I'm primarily interested in
- the full cilium config, amongst others to understand whether you use
dnsproxy-enable-transparent-mode - cilium-agent logs, to see whether there are warnings/errors around timeouts in the in-agent DNS proxy
- load statistics - whether this is a case of CPU starvation
- policy state - if none of the other ideas lead anywhere; to see how the policy engine state differs between the CCNP and CNP setup.

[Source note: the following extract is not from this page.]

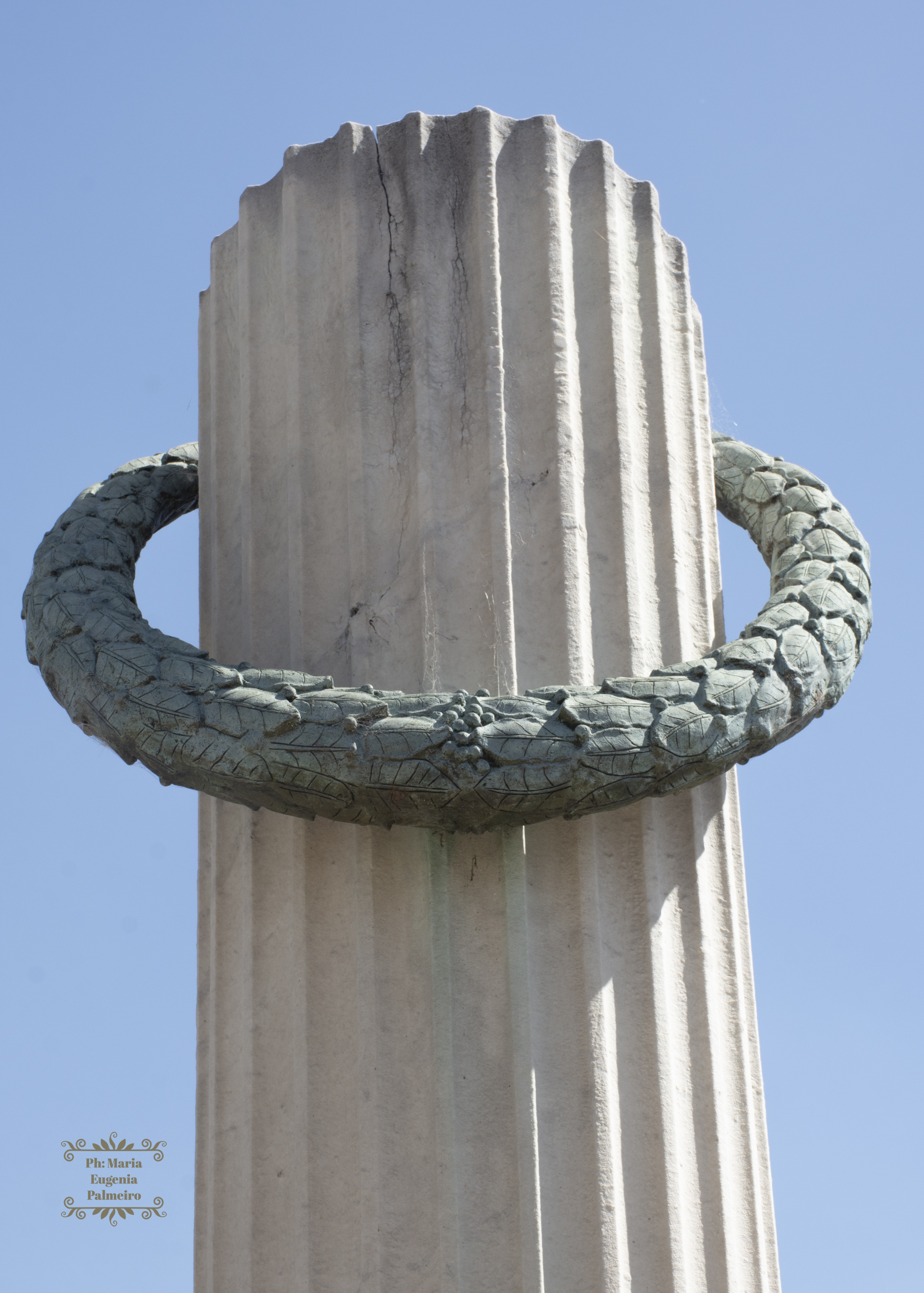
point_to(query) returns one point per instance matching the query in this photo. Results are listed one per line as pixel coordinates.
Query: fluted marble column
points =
(454, 434)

Hello @bimmlerd - sorry for the late reply, I were checking with company internal security folk & we are not allowed to share those logs/sysdumps as you require :(
But we had another case we can mention - even when having those DNS entries as CNP in all namespaces we had this behavior happen. But it happened by far less frequent - e.g. once in 2 weeks (compared to each day, at least once, with CCNP)
What we figured out this time is - flushing some tables made the connection work again i.e.
cilium-dbg bpf ct flush global
This issue has been automatically marked as stale because it has not had recent activity. It will be closed if no further activity occurs.
Probably not stale. Please let us know whether you can reproduce with 1.16.5 once out in a few days, some fixes to the toFQDN policy implementation have been merged.
This issue has been automatically marked as stale because it has not had recent activity. It will be closed if no further activity occurs.
This issue has not seen any activity since it was marked stale. Closing.